И нарочно, завязая в грязи, первый пошел за гробом. По дороге к кладбищу на холоду хорошо плакалось. Слезы сохли на ветру, как в отрочестве. Тетка Марья Харитоновна причитала где-то поблизости, за правым плечом, тихим смущенным воем. Все думали о том, как бы посуше пройти. Жалкий катафалк двигался зигзагами. К кладбищу в строй голых мокрых деревьев за обшарпанной стеной добрели только самые близкие. В церкви было сумрачно, гулко, сыро. Воробков озяб; мелькнула мысль, что простудится. Но у горя оказалась своя температура, и к могиле, когда опустили гроб, он бросился в полном самозабвении, похожем на бред в жару. Его держали, он тихо всхрипывал: "Мама! Мама!" Домой возвращались, когда неуловимый осенний вечер подкрадывался еле заметной мутью. На лицах покоилось выражение выполненного долга и грустного самодовольства. Могильщики с удовольствием получали деньги от Марьи Харитоновны. На Воробкова стали набегать посторонние размышления. Предстоял еще поминальный обед. Можно было заранее предположить, что гости будут хвалить осетрину и безвкусное сооружение из несладкого скользкого крема, залитого пресным компотом. На извозчика уселись втроем: рядом с Воробковым тетка, Лиза напротив, на передней скамейке. Его колени касались ее колен; раза два, на сильных толчках, она схватилась за полу его пальто. Это детское движение тронуло Воробкова, и тут он разглядел лицо двоюродной сестры. Оно только на первый взгляд казалось круглым, будучи лишь широким, несколько скуластым, мордовским, что ли, по овалу, -- в этом заключалось его сходство с лицом покойной Анны Герасимовны. И нос был нерусский, с горбинкой, глаза серые, выпуклые, в необыкновенно правильном разрезе, какие-то учебные, как в кабинете наглядных пособий, сияли ясно, чуть-чуть бессмысленно. По крупным и слегка пухлым рукам ее, не покрасневшим без перчаток даже на сыром холоде, можно было предвидеть, что, выйдя замуж, она раздастся к тридцати годам. "Хороша Лиза стала! -- удивленно подумал Воробков. -- И улыбается во весь рот". Действительно, смущенное добродушие уже победило печаль в ее легком мозгу.

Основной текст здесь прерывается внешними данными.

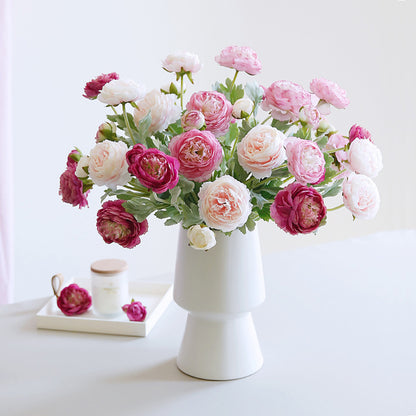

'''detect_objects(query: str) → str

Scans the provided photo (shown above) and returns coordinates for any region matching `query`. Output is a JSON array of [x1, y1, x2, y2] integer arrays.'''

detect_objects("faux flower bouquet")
[[60, 46, 382, 250]]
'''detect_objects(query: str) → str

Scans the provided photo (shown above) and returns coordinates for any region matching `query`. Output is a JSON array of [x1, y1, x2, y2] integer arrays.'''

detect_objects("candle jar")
[[91, 259, 129, 317]]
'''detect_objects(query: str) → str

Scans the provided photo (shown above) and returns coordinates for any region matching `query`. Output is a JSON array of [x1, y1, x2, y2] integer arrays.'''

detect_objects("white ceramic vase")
[[173, 227, 265, 380]]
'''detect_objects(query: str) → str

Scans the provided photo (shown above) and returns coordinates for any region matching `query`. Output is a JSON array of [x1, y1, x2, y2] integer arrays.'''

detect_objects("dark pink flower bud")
[[270, 182, 326, 235], [57, 283, 92, 316], [349, 124, 373, 143], [59, 168, 89, 208], [97, 200, 148, 248], [122, 300, 147, 322], [83, 72, 119, 100]]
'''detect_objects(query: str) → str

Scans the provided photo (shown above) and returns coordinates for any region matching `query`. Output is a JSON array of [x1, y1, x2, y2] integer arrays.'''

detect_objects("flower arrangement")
[[60, 46, 382, 250]]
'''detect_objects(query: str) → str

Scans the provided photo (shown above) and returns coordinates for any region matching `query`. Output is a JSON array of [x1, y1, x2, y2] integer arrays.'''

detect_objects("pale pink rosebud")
[[181, 110, 205, 131]]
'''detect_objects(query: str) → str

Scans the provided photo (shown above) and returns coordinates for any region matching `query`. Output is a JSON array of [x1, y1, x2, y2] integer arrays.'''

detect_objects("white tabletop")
[[0, 230, 416, 416]]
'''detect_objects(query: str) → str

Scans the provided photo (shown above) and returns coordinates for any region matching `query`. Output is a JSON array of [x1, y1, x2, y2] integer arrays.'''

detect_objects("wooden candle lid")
[[91, 259, 128, 274]]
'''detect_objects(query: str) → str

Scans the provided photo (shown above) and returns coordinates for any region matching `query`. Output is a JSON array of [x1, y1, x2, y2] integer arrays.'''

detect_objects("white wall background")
[[13, 0, 416, 300]]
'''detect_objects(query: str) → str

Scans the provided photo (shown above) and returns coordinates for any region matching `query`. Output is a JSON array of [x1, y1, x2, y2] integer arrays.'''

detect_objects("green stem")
[[122, 103, 136, 144], [325, 146, 345, 154], [230, 70, 238, 90], [260, 115, 272, 124], [181, 74, 183, 111]]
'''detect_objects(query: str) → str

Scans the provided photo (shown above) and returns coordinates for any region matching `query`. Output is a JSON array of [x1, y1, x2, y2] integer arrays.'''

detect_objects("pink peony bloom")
[[89, 140, 131, 189], [66, 149, 81, 172], [59, 168, 89, 209], [169, 129, 222, 182], [97, 200, 148, 248], [121, 300, 147, 322], [310, 78, 350, 108], [237, 124, 286, 179], [325, 134, 349, 163], [299, 105, 321, 129], [133, 90, 181, 133], [286, 137, 325, 185], [181, 110, 205, 131], [348, 139, 383, 178], [342, 173, 380, 220], [83, 72, 119, 100], [162, 52, 201, 74], [126, 143, 179, 194], [186, 91, 233, 136], [215, 46, 261, 75], [57, 283, 92, 316], [349, 124, 373, 143], [270, 182, 326, 235], [198, 175, 252, 232], [261, 80, 311, 121]]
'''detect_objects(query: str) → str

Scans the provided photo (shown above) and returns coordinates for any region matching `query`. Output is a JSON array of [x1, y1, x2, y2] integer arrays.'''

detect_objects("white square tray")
[[36, 279, 172, 337]]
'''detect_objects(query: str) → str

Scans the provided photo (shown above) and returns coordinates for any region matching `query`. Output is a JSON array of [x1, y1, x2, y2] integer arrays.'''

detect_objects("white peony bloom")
[[75, 156, 90, 178], [162, 52, 201, 73], [348, 139, 383, 178], [233, 98, 254, 118], [342, 172, 380, 220], [237, 124, 286, 179], [187, 225, 217, 250], [97, 79, 145, 105], [89, 140, 131, 189], [133, 90, 181, 133]]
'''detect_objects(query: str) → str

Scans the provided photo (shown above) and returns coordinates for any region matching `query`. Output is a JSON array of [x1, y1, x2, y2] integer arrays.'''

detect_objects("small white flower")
[[98, 79, 145, 105], [75, 156, 90, 178], [342, 172, 380, 220], [233, 98, 254, 118], [348, 139, 383, 178], [133, 90, 181, 133], [162, 52, 201, 74], [187, 225, 217, 250]]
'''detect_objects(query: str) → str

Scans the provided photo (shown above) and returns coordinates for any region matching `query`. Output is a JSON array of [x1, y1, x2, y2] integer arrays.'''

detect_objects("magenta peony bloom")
[[121, 300, 147, 322], [59, 168, 89, 208], [310, 78, 350, 108], [83, 72, 119, 100], [286, 137, 325, 185], [57, 283, 92, 316], [215, 46, 261, 75], [169, 129, 222, 182], [270, 182, 326, 235], [126, 143, 179, 194], [261, 80, 312, 121], [186, 91, 233, 136], [97, 200, 148, 248], [349, 124, 373, 143]]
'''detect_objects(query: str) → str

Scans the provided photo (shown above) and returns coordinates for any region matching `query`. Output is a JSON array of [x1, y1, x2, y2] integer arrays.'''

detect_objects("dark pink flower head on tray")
[[83, 72, 119, 100], [270, 182, 326, 235], [57, 283, 92, 316], [97, 199, 148, 248], [122, 299, 147, 322], [126, 143, 179, 194]]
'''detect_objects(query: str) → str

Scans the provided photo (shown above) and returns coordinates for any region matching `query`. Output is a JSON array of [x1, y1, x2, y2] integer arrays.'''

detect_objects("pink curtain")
[[0, 0, 13, 304]]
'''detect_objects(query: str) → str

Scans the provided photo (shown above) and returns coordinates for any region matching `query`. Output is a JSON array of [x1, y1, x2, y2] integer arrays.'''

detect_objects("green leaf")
[[272, 119, 292, 133], [178, 175, 195, 195], [230, 85, 244, 104], [123, 197, 157, 222]]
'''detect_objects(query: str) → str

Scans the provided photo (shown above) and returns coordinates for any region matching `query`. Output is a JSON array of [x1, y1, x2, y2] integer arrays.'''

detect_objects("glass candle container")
[[91, 259, 129, 317]]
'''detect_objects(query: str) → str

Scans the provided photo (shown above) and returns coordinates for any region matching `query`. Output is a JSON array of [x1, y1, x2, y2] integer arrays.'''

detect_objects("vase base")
[[177, 312, 263, 381]]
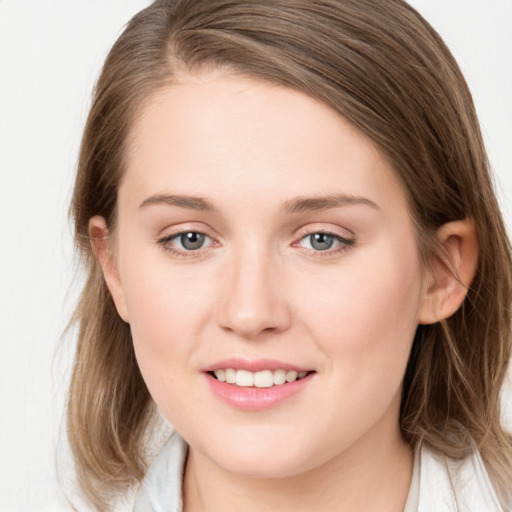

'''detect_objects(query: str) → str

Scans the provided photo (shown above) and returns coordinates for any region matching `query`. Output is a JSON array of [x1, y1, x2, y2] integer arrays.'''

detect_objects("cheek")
[[300, 237, 421, 376]]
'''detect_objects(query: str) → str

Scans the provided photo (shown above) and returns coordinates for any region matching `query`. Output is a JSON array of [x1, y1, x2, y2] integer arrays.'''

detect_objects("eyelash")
[[157, 230, 356, 259]]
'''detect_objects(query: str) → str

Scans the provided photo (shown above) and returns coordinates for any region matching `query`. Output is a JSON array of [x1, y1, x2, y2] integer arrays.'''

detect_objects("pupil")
[[309, 233, 334, 251], [180, 233, 204, 251]]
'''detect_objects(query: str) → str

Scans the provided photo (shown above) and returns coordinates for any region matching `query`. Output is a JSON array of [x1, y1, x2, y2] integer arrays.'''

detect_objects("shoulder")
[[133, 432, 188, 512], [418, 445, 503, 512]]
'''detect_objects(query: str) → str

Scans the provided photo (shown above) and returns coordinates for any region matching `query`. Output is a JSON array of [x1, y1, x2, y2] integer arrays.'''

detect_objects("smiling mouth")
[[208, 368, 313, 388]]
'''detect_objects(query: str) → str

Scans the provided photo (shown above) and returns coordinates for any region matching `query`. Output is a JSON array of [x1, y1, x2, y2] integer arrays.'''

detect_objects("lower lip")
[[204, 373, 314, 411]]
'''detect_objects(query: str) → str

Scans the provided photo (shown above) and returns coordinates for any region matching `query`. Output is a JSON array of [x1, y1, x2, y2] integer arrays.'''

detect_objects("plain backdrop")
[[0, 0, 512, 512]]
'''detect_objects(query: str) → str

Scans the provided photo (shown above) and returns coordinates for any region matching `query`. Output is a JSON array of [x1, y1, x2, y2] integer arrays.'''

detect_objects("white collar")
[[133, 433, 503, 512]]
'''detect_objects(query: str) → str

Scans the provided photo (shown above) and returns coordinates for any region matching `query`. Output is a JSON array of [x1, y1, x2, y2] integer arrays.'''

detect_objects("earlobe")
[[89, 215, 128, 322], [418, 219, 478, 324]]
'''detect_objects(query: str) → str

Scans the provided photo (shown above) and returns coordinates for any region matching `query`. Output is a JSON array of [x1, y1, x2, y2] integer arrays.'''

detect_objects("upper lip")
[[202, 358, 312, 373]]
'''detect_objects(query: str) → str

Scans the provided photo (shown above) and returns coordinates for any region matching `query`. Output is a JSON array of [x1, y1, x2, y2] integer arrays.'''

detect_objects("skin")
[[90, 71, 476, 512]]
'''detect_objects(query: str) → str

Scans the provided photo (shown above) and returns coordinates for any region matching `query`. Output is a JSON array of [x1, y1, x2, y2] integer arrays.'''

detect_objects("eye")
[[299, 232, 355, 252], [159, 231, 212, 252]]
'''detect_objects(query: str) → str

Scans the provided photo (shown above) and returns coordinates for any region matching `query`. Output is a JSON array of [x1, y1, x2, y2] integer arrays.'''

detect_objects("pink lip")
[[203, 359, 316, 411], [201, 358, 312, 372]]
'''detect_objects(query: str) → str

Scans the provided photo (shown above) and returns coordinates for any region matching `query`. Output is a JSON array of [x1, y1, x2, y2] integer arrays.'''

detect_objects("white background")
[[0, 0, 512, 512]]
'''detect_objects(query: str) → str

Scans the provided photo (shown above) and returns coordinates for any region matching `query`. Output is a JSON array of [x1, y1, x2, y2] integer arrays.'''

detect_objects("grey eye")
[[308, 233, 335, 251], [176, 231, 206, 251]]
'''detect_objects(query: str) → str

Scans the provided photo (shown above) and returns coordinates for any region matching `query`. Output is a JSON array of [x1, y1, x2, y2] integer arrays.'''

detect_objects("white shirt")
[[133, 433, 503, 512]]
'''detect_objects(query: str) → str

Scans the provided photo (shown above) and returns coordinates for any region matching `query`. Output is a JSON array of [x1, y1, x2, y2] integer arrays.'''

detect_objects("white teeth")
[[213, 370, 226, 382], [286, 370, 299, 382], [236, 370, 254, 388], [254, 370, 274, 388], [274, 370, 286, 386], [213, 368, 308, 388]]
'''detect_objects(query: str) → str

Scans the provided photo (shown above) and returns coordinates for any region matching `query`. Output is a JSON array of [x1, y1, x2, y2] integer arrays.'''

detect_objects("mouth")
[[207, 368, 314, 388]]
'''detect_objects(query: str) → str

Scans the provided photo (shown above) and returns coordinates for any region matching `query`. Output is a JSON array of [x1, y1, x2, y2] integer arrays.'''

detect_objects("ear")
[[89, 215, 128, 322], [418, 219, 478, 324]]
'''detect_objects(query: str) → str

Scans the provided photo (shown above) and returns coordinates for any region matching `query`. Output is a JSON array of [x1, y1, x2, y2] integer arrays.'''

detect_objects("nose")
[[218, 245, 290, 339]]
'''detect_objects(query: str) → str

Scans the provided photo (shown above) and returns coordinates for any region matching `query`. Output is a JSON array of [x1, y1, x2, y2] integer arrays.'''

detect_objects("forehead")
[[120, 72, 403, 215]]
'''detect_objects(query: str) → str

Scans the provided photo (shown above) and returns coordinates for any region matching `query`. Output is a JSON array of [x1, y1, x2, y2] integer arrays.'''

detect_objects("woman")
[[68, 0, 512, 512]]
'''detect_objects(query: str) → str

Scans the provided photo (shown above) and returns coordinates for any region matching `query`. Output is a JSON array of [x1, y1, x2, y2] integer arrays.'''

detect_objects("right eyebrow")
[[139, 194, 215, 212]]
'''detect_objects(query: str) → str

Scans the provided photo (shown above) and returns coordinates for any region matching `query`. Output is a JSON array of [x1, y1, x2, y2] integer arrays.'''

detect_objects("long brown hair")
[[68, 0, 512, 510]]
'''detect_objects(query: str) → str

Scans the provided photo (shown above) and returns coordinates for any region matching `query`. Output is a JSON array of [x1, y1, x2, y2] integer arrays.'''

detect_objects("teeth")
[[213, 368, 308, 388], [286, 370, 299, 382], [226, 368, 236, 384], [274, 370, 286, 386], [254, 370, 274, 388]]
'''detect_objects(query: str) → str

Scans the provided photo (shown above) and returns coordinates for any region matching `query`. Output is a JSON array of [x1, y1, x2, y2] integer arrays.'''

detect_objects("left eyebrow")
[[139, 194, 215, 212], [283, 194, 380, 213]]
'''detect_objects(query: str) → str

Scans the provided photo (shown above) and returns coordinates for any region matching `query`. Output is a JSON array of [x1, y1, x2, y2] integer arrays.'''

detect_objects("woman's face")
[[109, 72, 423, 476]]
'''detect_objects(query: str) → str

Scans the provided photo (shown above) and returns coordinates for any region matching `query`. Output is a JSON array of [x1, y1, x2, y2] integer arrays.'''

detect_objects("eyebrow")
[[139, 194, 215, 212], [283, 194, 380, 213], [139, 194, 380, 213]]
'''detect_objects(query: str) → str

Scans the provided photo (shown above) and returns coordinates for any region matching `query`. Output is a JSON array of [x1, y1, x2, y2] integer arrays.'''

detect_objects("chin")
[[194, 428, 319, 479]]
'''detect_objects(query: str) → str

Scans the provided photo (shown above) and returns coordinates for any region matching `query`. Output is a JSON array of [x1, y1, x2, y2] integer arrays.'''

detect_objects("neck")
[[184, 406, 413, 512]]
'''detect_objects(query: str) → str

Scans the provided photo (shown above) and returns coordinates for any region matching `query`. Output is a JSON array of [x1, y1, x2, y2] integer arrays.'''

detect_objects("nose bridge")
[[219, 240, 289, 338]]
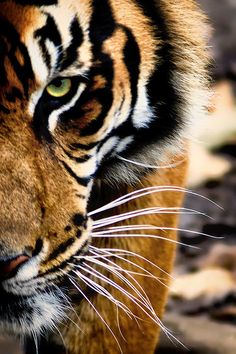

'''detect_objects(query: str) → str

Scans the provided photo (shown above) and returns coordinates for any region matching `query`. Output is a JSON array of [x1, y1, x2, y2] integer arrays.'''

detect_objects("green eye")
[[46, 79, 72, 98]]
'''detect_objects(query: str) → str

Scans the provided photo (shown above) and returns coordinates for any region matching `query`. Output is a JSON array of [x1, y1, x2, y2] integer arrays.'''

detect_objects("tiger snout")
[[0, 137, 91, 286]]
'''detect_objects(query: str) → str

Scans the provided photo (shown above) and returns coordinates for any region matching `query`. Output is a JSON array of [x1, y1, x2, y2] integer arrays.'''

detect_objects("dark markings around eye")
[[61, 161, 91, 187], [34, 14, 63, 70]]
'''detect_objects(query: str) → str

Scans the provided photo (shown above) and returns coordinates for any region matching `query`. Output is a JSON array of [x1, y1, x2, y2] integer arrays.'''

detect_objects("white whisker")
[[89, 245, 174, 279], [116, 155, 186, 170], [64, 270, 123, 354], [88, 186, 223, 216]]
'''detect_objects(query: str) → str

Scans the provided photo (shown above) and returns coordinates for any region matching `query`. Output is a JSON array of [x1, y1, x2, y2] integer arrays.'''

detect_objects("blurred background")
[[157, 0, 236, 354], [0, 0, 236, 354]]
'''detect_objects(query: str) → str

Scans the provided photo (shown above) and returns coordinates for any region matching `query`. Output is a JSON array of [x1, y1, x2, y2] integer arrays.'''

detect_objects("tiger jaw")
[[0, 219, 92, 335]]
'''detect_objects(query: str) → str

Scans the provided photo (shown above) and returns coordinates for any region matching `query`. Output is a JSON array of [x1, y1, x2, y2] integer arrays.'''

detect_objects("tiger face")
[[0, 0, 206, 342]]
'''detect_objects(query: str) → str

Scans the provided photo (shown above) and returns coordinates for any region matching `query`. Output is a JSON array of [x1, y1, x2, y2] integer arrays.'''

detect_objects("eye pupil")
[[46, 79, 71, 98]]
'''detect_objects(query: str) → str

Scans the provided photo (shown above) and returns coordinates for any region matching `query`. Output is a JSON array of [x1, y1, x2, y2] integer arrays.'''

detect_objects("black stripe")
[[9, 0, 58, 7], [69, 142, 97, 151], [60, 17, 84, 70], [136, 0, 183, 141], [61, 161, 91, 187], [62, 147, 92, 163], [0, 18, 34, 98], [47, 237, 76, 262], [0, 104, 11, 114], [34, 14, 63, 70], [5, 87, 23, 103], [120, 26, 141, 109], [72, 213, 86, 226]]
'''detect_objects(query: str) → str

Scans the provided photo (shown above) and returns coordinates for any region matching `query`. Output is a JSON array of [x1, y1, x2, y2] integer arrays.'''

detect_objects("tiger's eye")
[[46, 79, 72, 98]]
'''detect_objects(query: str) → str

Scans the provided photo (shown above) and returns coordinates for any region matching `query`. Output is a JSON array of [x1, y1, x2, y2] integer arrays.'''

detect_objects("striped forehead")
[[25, 3, 91, 85], [0, 0, 91, 86]]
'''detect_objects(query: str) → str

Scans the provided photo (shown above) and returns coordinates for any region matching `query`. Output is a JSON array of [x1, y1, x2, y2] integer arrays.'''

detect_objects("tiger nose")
[[0, 255, 30, 280]]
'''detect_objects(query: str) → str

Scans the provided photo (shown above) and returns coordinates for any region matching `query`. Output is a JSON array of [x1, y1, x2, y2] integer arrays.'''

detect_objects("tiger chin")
[[0, 0, 208, 354]]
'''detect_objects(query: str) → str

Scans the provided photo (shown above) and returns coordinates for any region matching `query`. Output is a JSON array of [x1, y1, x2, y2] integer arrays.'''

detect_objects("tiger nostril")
[[0, 255, 30, 280]]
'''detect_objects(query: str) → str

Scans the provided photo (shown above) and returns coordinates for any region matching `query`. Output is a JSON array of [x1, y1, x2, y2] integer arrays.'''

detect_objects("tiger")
[[0, 0, 209, 354]]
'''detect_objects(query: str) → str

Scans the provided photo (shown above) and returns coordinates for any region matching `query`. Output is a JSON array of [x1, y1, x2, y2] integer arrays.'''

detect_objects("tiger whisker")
[[73, 262, 178, 343], [117, 155, 186, 170], [92, 232, 201, 249], [89, 245, 174, 279], [93, 207, 208, 229], [86, 249, 171, 286], [88, 186, 223, 216], [71, 267, 138, 318], [82, 252, 162, 304], [65, 270, 123, 354], [92, 225, 223, 241], [74, 264, 160, 325]]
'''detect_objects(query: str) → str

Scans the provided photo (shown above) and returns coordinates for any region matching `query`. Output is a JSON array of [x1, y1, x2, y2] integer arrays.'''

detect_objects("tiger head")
[[0, 0, 205, 333]]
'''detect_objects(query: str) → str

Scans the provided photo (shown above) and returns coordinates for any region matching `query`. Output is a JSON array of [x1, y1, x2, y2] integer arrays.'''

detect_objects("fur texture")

Тетка без устали завистливо тараторила о наследстве.
-- Все, все, Гриша, тебе завещала, форменно, на бумаге, дом, мебель... Так тебя любила, других готова была забыть.
И она жаловалась, что сундуки с платьем и женским бельем, оставленные Лизе, на поверку не столь богаты, как думали.
-- Жила же чем-нибудь покойница всю эту революцию! Вот и распродавала, что тебе меньше нужно.
Разговор утомил его.
-- Можно, тетя, вы уже сами отправите обед, я так устал, так устал...
Она осуждающе поджала тонкие губы.
-- Чай, не в трактире соберемся, без хозяина!
Но Воробков настоял на своем и, минуя столовую и залу, где уже вожделенно посматривали на накрытые столы толстые опечаленные купцы во френчах и скрюченные богомолки молчаливо глотали голодную слюну, прошел в свою комнату, разделся и уснул сухим и горячим сном, -- в самом деле простудился.